THE DEATH OF ACHILLES

by Boris Akunin & translated by Andrew Bromfield

Pub Date: April 25th, 2006
ISBN: 0-8129-6880-8
Publisher: Random House

Collegiate Assessor Erast Petrovich Fandorin meets his match when he investigates the death of a beloved Russian general.

Adjutant-General Michel Sobolev was so popular—the closest thing to a national hero Russia could boast in 1882—that he was nicknamed “the White General.” By a series of coincidences, his old acquaintance Fandorin (The Turkish Gambit, 2005, etc.) is on hand to assist the legions of official authorities when the 38-year-old general is suddenly found dead. Despite obvious indications of skullduggery, Sobolev apparently died of natural causes while he was in the throes of passion. So why has his death unleashed such violence? Avenging an attack on Masahiro Sibata, his Japanese manservant, by killing several lowlifes, Fandorin finds himself on the trail of a mysterious briefcase that’s disappeared from Sobolev’s hotel.
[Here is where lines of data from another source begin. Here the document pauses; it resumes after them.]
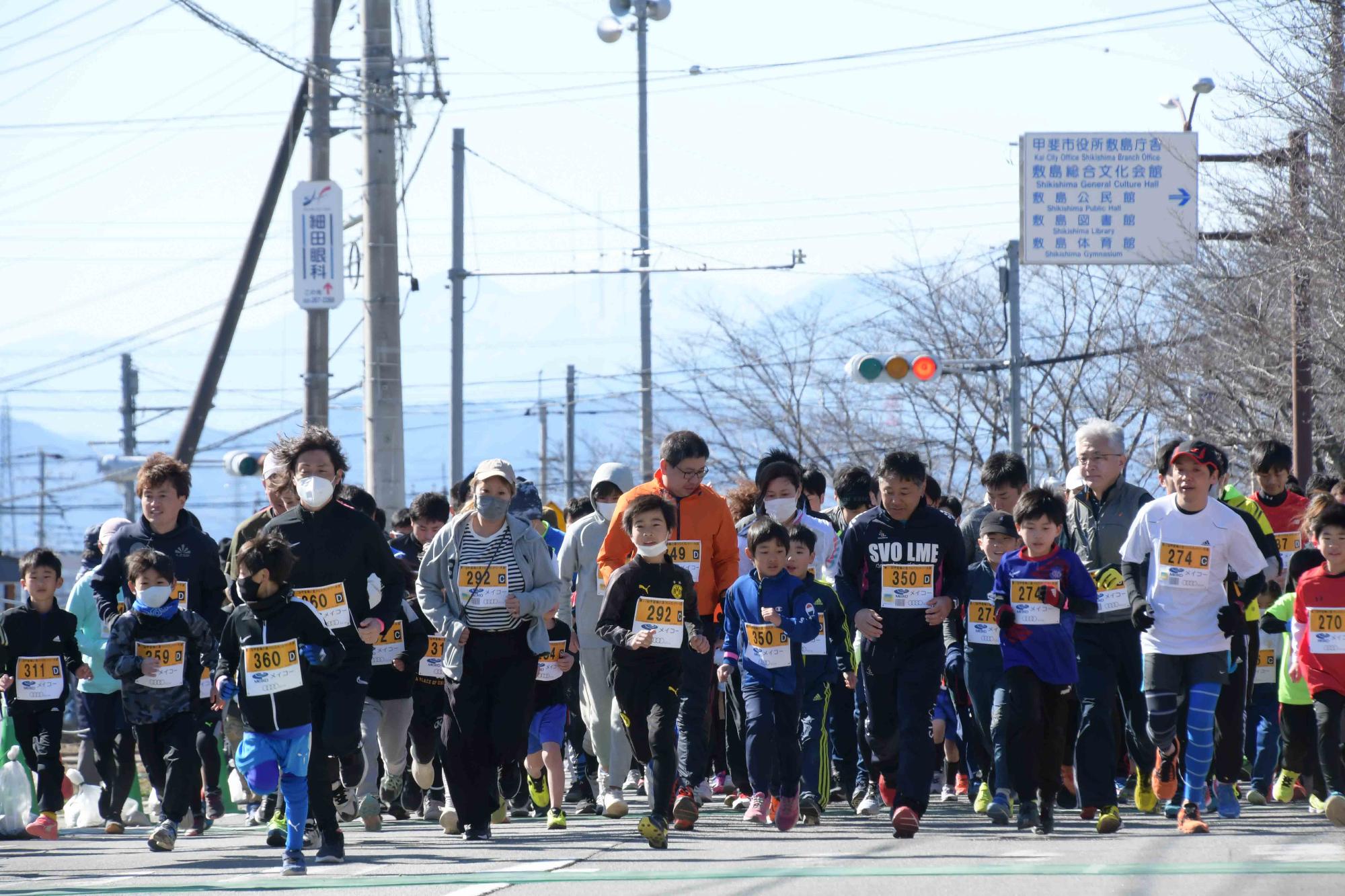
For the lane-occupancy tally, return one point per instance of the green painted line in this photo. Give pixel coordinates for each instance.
(704, 870)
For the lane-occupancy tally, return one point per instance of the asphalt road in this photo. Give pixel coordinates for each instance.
(1269, 849)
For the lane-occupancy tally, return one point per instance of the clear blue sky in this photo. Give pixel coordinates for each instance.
(135, 158)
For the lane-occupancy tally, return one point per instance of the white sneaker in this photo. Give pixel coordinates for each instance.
(611, 803)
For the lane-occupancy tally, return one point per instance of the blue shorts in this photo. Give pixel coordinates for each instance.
(290, 754)
(548, 727)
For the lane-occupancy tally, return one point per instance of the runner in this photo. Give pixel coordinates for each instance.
(485, 583)
(705, 544)
(337, 551)
(903, 571)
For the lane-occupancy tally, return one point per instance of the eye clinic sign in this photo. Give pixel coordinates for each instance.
(1125, 198)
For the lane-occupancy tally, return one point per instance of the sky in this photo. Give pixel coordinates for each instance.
(137, 142)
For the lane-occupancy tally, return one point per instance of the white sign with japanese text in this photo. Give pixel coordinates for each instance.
(319, 280)
(1109, 198)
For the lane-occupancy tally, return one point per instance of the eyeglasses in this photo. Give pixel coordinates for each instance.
(1085, 460)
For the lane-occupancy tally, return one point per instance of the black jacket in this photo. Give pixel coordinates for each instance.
(341, 545)
(26, 633)
(275, 620)
(617, 620)
(196, 559)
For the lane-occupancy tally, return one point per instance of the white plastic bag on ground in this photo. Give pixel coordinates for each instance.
(15, 797)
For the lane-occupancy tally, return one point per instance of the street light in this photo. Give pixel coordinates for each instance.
(1202, 87)
(634, 15)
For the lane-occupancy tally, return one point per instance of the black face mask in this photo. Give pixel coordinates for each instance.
(248, 588)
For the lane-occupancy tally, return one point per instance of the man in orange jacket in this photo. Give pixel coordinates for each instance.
(705, 542)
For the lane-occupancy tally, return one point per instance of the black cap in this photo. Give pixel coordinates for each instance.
(1199, 451)
(997, 522)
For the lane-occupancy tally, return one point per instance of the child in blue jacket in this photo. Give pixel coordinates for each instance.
(767, 616)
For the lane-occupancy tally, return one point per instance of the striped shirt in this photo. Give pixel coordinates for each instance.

He also becomes seriously at odds with the Tsar’s police and in the middle of some deep-laid political intrigue. His investigations in the first half of the novel are complemented by a long narrative that shows how a criminal mastermind came of age and accepted a commission to kill Sobolev. As the two adversaries draw closer to each other, Akunin also pauses long enough for nods to Gogol, Conan Doyle and The Pink Panther.

This time, however, the author’s trademark playfulness is subordinated to a relatively sober account that makes this the most straightforward, even conventional, of Fandorin’s adventures.